Eric is a former CFO, former banker and he is incredibly knowledgeable about financial matters. I’ve literally called him up before and said, “Hey, can you give me a tutorial about balance sheets?” That’s one of his core areas of expertise.
He’s been on multiple public boards about that on the audit committee, and he really knows that stuff. He knows a bunch of other stuff too but when we’re talking or we’re in a sticky financial situation, or we’re going to get some debt, he’s definitely on that shortlist of people where you’re calling them and saying, hey, help me think through this term sheet, I’m going to send you this thing, can you look at it? How would you negotiate this?” whereas maybe somebody who’s a marketing expert use them in other relevant ways. So, it’s like getting the most out of those folks for their skills and their talents.
32:46 Amit Somani
Wonderful. So as we come to the tail end of the podcast here, you mentioned quite a few attributes that were interesting in terms of your own journey. Execution focus, customer focus, luck, which of course, you can’t control, but just being sort of cognizant of that intellectual honesty, fortitude, etc. Let me ask you a more classic podcasts question which is, If you were to give yourself advice from 10 years ago, not 14 years, when you started the company, but let’s say 10 years ago with your four or five years into the company, which many of our possible listeners are, what would you? What would you rather pay more attention to and what are things that you would pay less attention to if there’s any other things that come to mind? Amar giving advice to Amar in 2010?
33:39 - Amar Goel
So probably the biggest advice I would give is, this is your life. You’re living your life and I think you enjoy the journey, if you will and not just the destination because going back to that I think, how we opened up rotational destiny, I’m gonna leave. So, enjoy that journey, and enjoy what you’re doing and make it fun. Don’t forget to enjoy with your friends and your family along the way. I don’t think it’s just about making my startup successful. It is above and beyond everything else. Candidly, I’ll say that I didn’t approach it that way.
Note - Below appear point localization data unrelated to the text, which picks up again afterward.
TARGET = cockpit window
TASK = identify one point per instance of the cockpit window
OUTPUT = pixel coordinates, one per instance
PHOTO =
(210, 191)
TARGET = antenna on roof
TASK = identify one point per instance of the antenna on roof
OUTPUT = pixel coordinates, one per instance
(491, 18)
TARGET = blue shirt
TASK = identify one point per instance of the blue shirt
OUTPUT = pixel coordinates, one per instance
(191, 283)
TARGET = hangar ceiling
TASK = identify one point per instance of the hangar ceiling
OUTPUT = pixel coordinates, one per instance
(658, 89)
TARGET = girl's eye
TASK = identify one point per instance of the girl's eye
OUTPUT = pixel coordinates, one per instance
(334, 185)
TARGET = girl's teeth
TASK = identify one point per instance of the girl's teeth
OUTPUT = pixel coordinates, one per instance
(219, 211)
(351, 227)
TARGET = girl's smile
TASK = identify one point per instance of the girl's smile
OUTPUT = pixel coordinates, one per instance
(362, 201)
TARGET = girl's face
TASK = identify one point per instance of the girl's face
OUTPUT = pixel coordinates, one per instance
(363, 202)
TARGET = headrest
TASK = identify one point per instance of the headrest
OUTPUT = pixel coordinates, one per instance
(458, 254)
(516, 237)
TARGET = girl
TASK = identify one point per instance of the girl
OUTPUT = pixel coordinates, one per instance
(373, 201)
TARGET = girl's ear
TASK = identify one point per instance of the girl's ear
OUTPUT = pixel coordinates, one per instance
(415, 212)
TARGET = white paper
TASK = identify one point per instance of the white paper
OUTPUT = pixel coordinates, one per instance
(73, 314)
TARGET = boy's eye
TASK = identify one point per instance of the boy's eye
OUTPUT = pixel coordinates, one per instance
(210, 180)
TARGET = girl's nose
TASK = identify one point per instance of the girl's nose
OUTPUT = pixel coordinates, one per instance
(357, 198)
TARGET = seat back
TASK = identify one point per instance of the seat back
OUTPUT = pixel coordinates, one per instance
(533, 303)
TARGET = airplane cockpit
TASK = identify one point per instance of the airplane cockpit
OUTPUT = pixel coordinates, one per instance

In 2013, I came back to be CEO of Komli and we went through some tough times there. Eventually we managed to sell the company but wasn’t like some great exit. I learned a lot in that process about myself for sure. When you go through some of those tough experiences, you really become a lot more thoughtful about what you are doing in life and where it’s going and that’s the time to reflect a little bit. I think that was when I started to frankly think a lot more about these things. So I hope that might be helpful to somebody. I am sure somebody who’s 25 is going to roll their eyes at me, but such is how the arc of life goes.
35:48 Amit Somani
Absolutely, wonderful. That’s a great high to end this podcast on. So thanks, again Amar for being on the Prime Venture Partners podcast. Delighted to have you.
35:59 Amar Goel
Thank you. I’m excited to see what you guys are doing as you keep building Prime Ventures.